To prevent that, or cure it if that's what's going on, once the nerve root has been extracted and destroyed, the endodontist flushes the entire canal with a bleach solution. Intellectually, I'm a big fan of bleach. Kill the germs! Whiten the laundry! Eliminate the bad smells! Except, I really dislike the smell of bleach, and having that smell in my mouth was probably the most uncomfortable part of the whole procedure. Blech. Worth it though.
After all this is done, the endodontist seals the canal with a substance called gutta percha.
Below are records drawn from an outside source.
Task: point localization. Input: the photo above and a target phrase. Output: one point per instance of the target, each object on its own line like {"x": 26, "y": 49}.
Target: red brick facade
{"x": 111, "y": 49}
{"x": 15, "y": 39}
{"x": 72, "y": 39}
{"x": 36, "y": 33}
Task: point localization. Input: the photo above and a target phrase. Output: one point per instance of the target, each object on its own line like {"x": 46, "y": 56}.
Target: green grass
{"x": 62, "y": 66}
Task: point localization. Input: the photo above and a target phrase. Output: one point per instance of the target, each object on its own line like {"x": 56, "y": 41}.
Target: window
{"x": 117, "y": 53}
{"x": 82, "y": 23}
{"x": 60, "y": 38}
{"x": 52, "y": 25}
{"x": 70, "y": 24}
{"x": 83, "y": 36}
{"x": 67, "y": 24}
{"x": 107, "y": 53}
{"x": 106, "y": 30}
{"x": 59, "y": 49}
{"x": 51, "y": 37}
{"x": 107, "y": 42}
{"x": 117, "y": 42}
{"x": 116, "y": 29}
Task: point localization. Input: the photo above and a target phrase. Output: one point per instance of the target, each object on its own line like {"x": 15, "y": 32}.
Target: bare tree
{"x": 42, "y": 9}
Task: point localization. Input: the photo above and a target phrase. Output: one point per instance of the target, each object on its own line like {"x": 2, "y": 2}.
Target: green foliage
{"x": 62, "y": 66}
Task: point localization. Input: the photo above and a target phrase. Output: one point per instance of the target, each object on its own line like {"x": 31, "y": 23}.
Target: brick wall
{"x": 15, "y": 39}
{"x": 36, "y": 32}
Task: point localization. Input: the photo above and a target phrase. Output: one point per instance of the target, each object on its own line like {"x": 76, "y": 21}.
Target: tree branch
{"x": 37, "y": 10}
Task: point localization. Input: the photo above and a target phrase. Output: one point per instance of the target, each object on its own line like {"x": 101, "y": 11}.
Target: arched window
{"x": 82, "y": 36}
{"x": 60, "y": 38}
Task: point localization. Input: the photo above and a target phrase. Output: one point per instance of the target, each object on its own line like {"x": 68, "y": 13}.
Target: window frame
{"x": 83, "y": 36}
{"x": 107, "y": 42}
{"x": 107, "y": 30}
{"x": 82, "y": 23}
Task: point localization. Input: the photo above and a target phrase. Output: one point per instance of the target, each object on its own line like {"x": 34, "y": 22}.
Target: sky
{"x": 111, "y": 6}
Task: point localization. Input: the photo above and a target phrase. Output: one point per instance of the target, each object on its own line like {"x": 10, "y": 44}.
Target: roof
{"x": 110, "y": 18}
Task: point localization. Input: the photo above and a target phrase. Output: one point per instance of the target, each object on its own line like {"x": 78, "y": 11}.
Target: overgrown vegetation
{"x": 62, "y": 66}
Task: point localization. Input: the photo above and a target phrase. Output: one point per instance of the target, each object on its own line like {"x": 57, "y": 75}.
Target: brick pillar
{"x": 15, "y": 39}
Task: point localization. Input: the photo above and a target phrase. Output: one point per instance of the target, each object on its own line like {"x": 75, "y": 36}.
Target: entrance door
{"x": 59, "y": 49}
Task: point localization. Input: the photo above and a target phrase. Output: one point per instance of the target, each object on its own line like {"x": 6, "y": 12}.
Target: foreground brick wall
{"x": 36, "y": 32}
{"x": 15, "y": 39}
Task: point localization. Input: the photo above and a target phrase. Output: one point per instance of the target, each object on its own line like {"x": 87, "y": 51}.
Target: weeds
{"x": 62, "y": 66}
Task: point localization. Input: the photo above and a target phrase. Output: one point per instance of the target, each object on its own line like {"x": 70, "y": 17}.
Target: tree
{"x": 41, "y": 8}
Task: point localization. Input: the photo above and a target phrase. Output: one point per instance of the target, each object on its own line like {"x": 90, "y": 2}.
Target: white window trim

Most excellent name, isn't it? Gutta Percha. Gutta Percha. Gutta Percha is the inelastic latex-like sap from a tropical tree, and it's been in commercial use since 1842. When warm, it's ductile and malleable, and when it cools down, it doesn't become brittle like unvulcanized rubber does. That's your botanical/chemistry lesson for today. These days, the demand is so high, that a chemically identical, artificial form of gutta percha is manufactured so we don't kill all the trees.
Once the root canal is filled, a cotton plug is put in, and a temporary filling is added. One then gets to follow up with one's regular dentist for a crown. The cotton is there to let them know when they've drilled down far enough.
I will say, for a procedure that involved nerve endings so notoriously sensitive it made for a horrifying torture scene in Marathon Man, the current reality is far more pleasant. Of course, being someone who gets anxious about any dental adventures, I took half a Valium before going and was significantly more mellow than I would have been otherwise. Even so, the procedure took only about an hour, the Sith tooth can no longer harm me, and I was so well anesthetized that even half my nose was numb when I left. Lunch at Chili's was interesting, because while I could get food into my mouth, using a straw was adventurous. My server brought me extra napkins and didn't even ask.
I did not get full feeling back in my face until eight hours after the procedure. So, I amused myself by poking different parts of my face or trying to smile at the mirror and determining which muscles were still affected. I had a lovely time chatting with the endodontist and his assistant. He even showed me pictures from a couple of his textbooks when I mentioned the trouble I was having with what may be Sjogren's syndrome. We agreed that the picture of the parotid gland tumor was really, really gross. I scored points for knowing that Lou Gehrig's disease was ALS, not myasthenia gravis.
I'm not saying I'd like a weekly root canal. After all, I'd run out of roots before the year was out. However, I am learning that procedures whose very mention could make me crawl up in a chair and break out in a cold sweat are not actually the Hell on Earth they used to be. In fact, considering the alternative (ice pack, praying for the sweet release of death), I'll take the root canal just about any day.
So, Dr. Bruce Smith of Escondido, thank you to you and your wonderful staff. The Dark Side was defeated. I have one less ticking time bomb in my mouth, and while I may still break into a cold sweat, I know it's more of a conditioned, cultural reflex than anything to do with reality.